I came up to this great green state for the Vermont Cheesemakers’ Festival, which was held to great acclaim and great attendance yesterday at Shelburne Farm. Only the second festival of its kind, it was truly a congregation of some of the finest cheeses and finest cheese people in the country. Vermont Butter and Cheese Co. was celebrating its 25th birthday, and organized the festival in tandem to spread the lactic love to all of their cheesemaking brethren across the state, and even across the region. Folks like the Cellars at Jasper Hill, Grafton Village Cheese, and Cabot rallied with amazing support to make the festival a reality. All told, over 30 cheese makers set up shop in the historic coach barn at Shelburne, with offerings ranging from queso fresco to dulce de leche made from goats’ milk. To futher whet folks’ whistles, the fest featured wine, beer, ice cider, bread, soy, and pickles all from the state, showcasing the fact that Vermont is truly the center of a little food revolution.

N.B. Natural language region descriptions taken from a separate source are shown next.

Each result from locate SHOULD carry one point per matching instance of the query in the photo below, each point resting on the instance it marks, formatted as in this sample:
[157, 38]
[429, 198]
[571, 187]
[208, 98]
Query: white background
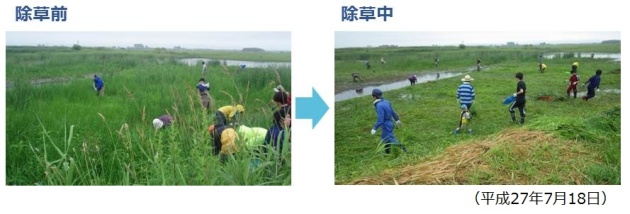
[313, 25]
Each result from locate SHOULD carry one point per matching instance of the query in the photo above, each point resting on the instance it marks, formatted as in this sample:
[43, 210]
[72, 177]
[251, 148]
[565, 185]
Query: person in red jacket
[573, 80]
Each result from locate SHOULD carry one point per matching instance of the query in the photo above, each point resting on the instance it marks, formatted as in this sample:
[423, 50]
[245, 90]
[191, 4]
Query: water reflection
[367, 90]
[245, 64]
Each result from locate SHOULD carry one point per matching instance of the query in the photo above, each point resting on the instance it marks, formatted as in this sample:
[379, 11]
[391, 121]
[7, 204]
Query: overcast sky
[363, 39]
[192, 40]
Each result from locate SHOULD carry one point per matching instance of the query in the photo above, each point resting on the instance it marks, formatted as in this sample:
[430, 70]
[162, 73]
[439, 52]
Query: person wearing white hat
[466, 92]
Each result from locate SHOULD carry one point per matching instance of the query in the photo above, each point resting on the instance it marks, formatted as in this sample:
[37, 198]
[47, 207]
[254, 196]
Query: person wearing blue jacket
[99, 85]
[384, 115]
[593, 83]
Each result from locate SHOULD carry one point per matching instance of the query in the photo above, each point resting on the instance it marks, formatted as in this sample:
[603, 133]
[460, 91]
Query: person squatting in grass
[204, 88]
[355, 77]
[99, 85]
[228, 115]
[464, 120]
[277, 131]
[573, 81]
[593, 83]
[384, 114]
[413, 79]
[163, 121]
[520, 99]
[280, 88]
[223, 141]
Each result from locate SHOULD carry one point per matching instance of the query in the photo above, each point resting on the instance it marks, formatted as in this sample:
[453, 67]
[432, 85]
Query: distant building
[139, 46]
[253, 50]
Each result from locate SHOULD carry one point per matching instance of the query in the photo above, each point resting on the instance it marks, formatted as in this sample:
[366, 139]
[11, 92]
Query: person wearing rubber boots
[384, 115]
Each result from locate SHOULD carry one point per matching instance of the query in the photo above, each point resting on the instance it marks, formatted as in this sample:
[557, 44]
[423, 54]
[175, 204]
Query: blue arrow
[311, 108]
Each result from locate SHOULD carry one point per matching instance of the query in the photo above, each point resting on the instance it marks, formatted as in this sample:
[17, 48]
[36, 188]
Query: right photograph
[477, 108]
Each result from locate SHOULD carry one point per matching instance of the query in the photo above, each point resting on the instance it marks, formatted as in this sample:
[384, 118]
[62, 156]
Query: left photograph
[148, 108]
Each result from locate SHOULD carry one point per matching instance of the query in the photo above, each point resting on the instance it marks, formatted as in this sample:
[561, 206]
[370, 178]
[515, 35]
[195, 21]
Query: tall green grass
[63, 134]
[429, 113]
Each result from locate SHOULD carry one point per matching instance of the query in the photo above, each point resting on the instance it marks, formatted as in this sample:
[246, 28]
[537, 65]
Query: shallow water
[613, 56]
[248, 64]
[367, 90]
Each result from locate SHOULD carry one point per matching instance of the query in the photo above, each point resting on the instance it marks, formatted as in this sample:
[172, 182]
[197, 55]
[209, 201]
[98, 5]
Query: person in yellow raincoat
[223, 141]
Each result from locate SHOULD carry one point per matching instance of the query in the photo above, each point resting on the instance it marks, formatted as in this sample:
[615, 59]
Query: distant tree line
[611, 42]
[253, 50]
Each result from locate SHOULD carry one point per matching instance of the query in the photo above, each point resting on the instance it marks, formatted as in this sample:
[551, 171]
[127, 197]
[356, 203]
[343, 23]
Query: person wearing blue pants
[384, 114]
[99, 85]
[593, 83]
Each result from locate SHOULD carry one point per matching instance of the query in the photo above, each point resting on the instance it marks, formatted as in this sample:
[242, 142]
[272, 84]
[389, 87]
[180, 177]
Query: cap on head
[240, 108]
[377, 93]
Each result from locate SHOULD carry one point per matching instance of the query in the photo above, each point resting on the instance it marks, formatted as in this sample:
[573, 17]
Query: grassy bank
[60, 133]
[564, 141]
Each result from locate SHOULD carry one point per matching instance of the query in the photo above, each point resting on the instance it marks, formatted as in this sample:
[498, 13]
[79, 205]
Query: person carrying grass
[520, 99]
[355, 77]
[223, 141]
[204, 88]
[384, 115]
[464, 120]
[573, 80]
[228, 115]
[593, 83]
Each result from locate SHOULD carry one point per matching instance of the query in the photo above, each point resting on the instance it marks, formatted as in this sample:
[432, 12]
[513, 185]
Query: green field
[563, 141]
[60, 133]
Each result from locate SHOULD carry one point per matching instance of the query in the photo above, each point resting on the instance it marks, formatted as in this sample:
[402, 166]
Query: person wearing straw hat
[466, 92]
[384, 115]
[520, 98]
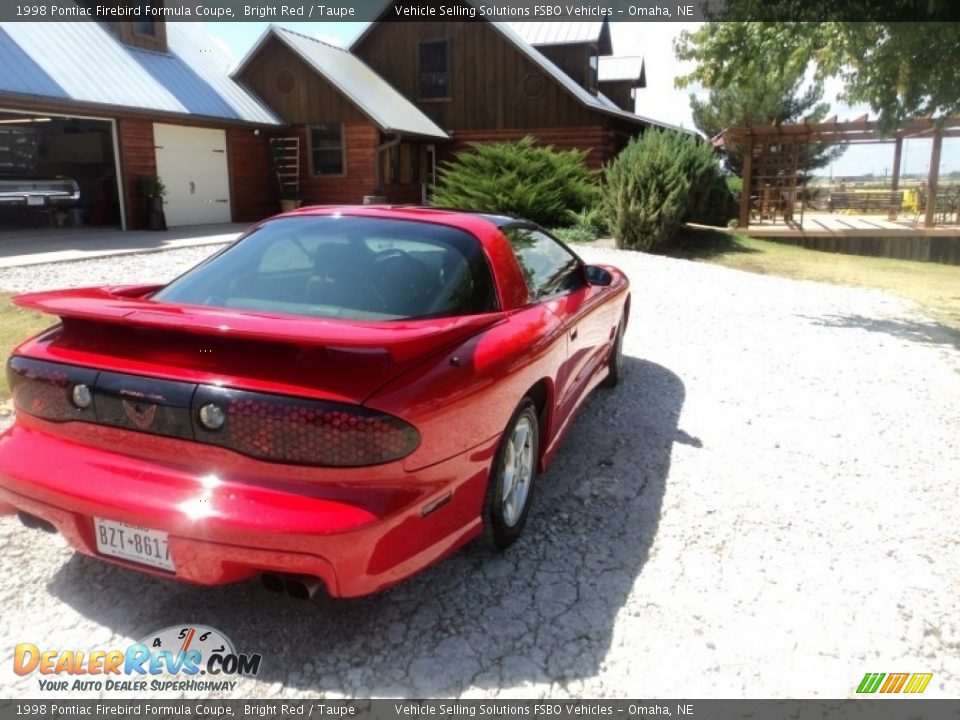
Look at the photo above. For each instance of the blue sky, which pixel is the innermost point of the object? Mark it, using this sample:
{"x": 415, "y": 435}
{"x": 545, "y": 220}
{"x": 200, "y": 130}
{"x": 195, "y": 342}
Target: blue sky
{"x": 659, "y": 100}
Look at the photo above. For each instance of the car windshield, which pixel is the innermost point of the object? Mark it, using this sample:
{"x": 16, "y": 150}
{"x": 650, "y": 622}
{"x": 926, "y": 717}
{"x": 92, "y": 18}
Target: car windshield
{"x": 336, "y": 266}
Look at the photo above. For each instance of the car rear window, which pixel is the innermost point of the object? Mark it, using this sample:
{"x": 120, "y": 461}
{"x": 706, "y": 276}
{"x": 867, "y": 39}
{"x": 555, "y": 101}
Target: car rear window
{"x": 344, "y": 267}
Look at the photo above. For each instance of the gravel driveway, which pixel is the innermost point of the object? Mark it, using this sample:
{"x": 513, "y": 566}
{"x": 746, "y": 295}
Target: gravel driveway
{"x": 767, "y": 507}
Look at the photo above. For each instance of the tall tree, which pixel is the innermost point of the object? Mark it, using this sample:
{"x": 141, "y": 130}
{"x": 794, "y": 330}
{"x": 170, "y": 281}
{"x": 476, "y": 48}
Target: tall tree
{"x": 902, "y": 70}
{"x": 768, "y": 98}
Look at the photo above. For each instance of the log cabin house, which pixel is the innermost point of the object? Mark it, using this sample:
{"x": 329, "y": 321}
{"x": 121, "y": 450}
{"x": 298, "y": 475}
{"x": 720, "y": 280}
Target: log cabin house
{"x": 407, "y": 95}
{"x": 103, "y": 105}
{"x": 108, "y": 104}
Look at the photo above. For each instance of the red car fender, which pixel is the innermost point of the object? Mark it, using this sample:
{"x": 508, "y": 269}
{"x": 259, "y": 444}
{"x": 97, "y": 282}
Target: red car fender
{"x": 461, "y": 398}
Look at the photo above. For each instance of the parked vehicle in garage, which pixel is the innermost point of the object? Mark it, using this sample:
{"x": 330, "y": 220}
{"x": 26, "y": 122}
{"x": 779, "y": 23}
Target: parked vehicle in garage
{"x": 38, "y": 192}
{"x": 20, "y": 184}
{"x": 341, "y": 397}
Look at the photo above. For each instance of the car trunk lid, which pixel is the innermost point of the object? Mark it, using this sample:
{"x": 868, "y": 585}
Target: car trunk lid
{"x": 120, "y": 329}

For a dispatch from the cheese fest with way more of the nitty gritty, all you need do is visit the Heritage Radio Network to hear this weeks’ episode of ‘Cutting the Curd.’ We talk with Allison Hooper of Vermont Butter and Cheese, Mark Fisher of Woodcock Farm, and Alec Webb of Shelburne Farm about all the goings on at the festival and why cheese is so important (gustatorily, economically and otherwise) to Vermonters. If you missed this year’s festival, have no fear, there are plans in the works to do a sequel next fall, and my instincts tell me it’ll be even cheesier!
So, this afternoon I’ll be New York bound, my car packed to the gills with cheeses procured from various farms at the festival. Come tomorrow morning, we’ll be carving into them at the shop and would love to share a bite or two. Among the gems, we’ve gotten the first Weston Wheels of the season from Woodcock Farm, so all y’all who’ve been craving aged sheeps’ milk cheese, now’s your chance. We’ve also packed away a cache of gooey Summer Snow, a fabulous sheeps’ milk camembert from Woodcock Farm, milky sweet Goredawnzola from the Green Mountain Blue Cheese Company, and tart, tangy Lake’s Edge, one of our favorite goats from Blue Ledge Farm.
Stop by and snag a slice, practically fresh from the farm.